Distress call: Why lower oil prices can’t rescue struggling SIA
Overcapacity remains the main overhang.
Lower oil prices might not be able to save SIA’s struggling bottom line in the upcoming quarters. Analysts note that while the national carrier could get substantial savings from lower oil prices, regional overcapacity remains the main overhang on its operations.
According to OCBC, intense competition will keep SIA’s margins under pressure while demand is likely to remain muted in Southeast Asia.
“Although we expect to see lower oil prices to improve profitability in 3QFY15, we think the extent on savings will be limited as SIA is already 65.3% hedged for 2HFY15,” stated OCBC.

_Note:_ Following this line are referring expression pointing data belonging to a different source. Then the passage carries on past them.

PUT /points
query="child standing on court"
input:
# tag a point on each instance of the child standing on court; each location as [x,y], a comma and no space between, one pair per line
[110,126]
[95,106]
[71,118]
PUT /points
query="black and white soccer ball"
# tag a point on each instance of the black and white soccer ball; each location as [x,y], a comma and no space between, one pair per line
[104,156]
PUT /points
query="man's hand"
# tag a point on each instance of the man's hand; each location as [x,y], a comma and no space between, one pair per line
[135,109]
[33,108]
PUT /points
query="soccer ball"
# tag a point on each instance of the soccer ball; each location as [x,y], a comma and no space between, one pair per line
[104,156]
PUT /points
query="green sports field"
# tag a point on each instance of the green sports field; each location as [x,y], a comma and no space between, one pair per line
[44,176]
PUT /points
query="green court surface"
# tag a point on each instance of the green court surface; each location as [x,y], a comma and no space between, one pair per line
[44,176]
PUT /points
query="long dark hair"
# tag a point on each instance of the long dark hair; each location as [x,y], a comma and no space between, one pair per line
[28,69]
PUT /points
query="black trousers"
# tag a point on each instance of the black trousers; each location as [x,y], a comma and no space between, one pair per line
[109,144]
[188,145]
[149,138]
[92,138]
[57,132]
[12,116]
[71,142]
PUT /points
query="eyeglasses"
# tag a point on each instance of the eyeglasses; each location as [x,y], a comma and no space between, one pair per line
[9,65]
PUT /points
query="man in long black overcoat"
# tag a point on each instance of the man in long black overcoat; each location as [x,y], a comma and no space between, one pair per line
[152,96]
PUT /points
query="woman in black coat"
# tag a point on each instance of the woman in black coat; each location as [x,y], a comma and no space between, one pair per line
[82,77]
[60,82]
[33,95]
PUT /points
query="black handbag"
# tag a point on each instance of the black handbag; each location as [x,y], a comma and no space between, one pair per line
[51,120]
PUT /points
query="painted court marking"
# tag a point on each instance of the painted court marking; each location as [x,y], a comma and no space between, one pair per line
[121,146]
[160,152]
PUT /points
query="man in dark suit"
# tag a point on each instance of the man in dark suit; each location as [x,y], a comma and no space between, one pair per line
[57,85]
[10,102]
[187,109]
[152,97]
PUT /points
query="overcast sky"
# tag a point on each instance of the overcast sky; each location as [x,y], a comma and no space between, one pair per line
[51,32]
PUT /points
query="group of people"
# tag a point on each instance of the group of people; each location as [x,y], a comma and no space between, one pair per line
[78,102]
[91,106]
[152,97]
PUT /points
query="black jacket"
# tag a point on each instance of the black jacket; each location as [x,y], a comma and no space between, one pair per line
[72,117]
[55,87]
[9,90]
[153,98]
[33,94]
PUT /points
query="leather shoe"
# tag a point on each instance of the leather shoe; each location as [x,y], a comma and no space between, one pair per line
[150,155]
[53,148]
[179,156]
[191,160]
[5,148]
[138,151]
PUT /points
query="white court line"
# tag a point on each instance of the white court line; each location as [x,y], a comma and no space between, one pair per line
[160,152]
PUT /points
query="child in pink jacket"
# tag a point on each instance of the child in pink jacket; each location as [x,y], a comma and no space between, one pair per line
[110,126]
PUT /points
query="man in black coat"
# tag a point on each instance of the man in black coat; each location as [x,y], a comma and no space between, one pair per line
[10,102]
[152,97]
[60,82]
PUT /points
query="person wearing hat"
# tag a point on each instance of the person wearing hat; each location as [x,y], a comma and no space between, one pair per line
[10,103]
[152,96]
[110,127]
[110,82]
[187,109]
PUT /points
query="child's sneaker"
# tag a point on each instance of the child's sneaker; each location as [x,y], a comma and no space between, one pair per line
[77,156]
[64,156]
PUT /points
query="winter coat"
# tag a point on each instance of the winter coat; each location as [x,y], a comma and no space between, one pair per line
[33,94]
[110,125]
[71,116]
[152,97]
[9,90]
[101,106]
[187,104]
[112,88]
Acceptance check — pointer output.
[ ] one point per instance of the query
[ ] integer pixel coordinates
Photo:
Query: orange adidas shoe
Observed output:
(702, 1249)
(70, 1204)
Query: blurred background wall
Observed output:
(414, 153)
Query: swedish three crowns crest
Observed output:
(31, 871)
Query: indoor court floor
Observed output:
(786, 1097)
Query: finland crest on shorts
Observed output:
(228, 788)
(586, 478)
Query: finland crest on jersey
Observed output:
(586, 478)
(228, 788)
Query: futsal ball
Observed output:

Meanwhile, CIMB warns that SIA’s weakness will continue due to a confluence of factors, such as the weak rupiah which will crimp travel demand in Indonesia, the rapid expansion of low-cost carriers in other ASEAN markets, and the expansion of the Middle East hubs at the expense of the Singapore hub.
“The saving grace is lower jet fuel price. The SIA group of airlines consume ~37m barrels of jet fuel annually, and a US$25/barrel reduction will contribute more than S$1.2bn in cost reduction, substantial against our FY03/16 core net profit forecast of S$601m. The question is whether competitors will price down as oil prices fall. Another saving grace is political calm returning to Thailand, and Chinese discretionary travel to ASEAN eventually coming back,” noted CIMB.